Cold Start Mitigation

  1. Lambda Layer Optimization: Pre-package heavy dependencies
  2. Lazy Loading: Load tools only when needed
  3. Connection Pooling: Reuse DynamoDB connections
  4. Memory Allocation: 2048MB for faster initialization

Cost Optimization

  1. Pay-per-request DynamoDB: No fixed costs
  2. Lambda pricing: Only pay for actual execution time
  3. API Gateway: Efficient request routing
  4. Session TTL: Automatic cleanup prevents storage bloat

Testing the Deployment

Sample MCP Client Code

import httpx
import json

async def test_mcp_server():
    base_url = "https://your-api-gateway-url.amazonaws.com/dev"

    # Initialize session
    init_request = {
        "jsonrpc": "2.0",
        "id": 1,
        "method": "initialize",
        "params": {}
    }

    response = await httpx.post(f"{base_url}/", json=init_request)
    session_id = response.headers.get("MCP-Session-Id")

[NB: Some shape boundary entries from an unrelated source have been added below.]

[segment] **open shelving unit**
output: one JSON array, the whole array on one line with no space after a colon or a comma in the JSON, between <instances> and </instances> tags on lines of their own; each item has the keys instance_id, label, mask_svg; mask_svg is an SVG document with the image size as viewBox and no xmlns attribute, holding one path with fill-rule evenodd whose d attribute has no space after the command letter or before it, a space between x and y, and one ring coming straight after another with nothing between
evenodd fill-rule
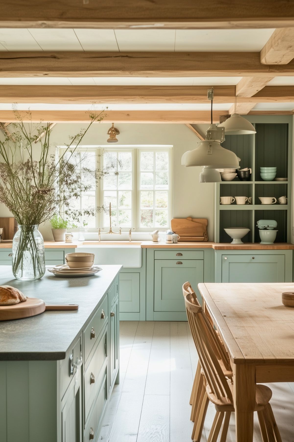
<instances>
[{"instance_id":1,"label":"open shelving unit","mask_svg":"<svg viewBox=\"0 0 294 442\"><path fill-rule=\"evenodd\" d=\"M255 127L256 133L247 135L225 135L222 146L241 158L240 168L252 169L250 180L241 181L236 177L232 181L216 183L215 187L214 240L230 243L231 239L224 229L247 227L250 232L242 239L244 243L259 243L261 240L257 221L275 220L278 223L276 242L290 242L292 187L292 116L250 115L246 117ZM276 177L287 178L287 181L264 181L260 167L277 167ZM287 204L281 205L278 198L285 195ZM250 204L220 204L221 196L251 197ZM261 204L259 197L275 197L274 204Z\"/></svg>"}]
</instances>

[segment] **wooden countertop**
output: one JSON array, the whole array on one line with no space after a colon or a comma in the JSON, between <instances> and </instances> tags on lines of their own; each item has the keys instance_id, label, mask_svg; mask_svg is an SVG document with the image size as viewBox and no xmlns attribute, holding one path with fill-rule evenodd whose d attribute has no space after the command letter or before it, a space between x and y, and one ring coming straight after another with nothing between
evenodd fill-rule
<instances>
[{"instance_id":1,"label":"wooden countertop","mask_svg":"<svg viewBox=\"0 0 294 442\"><path fill-rule=\"evenodd\" d=\"M294 244L289 243L274 243L273 244L260 244L259 243L246 243L244 244L231 244L229 243L203 242L179 242L176 244L166 244L164 242L153 243L152 241L75 241L72 243L64 241L45 241L45 248L78 248L88 245L140 245L142 248L212 248L215 250L293 250ZM1 249L11 249L12 243L1 241Z\"/></svg>"}]
</instances>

    # List available tools
    list_request = {
        "jsonrpc": "2.0",
        "id": 2,
        "method": "tools/list",
        "params": {}
    }

    headers = {"MCP-Session-Id": session_id}
    response = await httpx.post(f"{base_url}/", json=list_request, headers=headers)
    print("Available tools:", response.json())

    # Call a tool
    call_request = {
        "jsonrpc": "2.0",
        "id": 3,
        "method": "tools/call",
        "params": {
            "name": "multiply",
            "arguments": {"x": "5", "y": "3"}
        }
    }

    response = await httpx.post(f"{base_url}/", json=call_request, headers=headers)
    print("Tool result:", response.json())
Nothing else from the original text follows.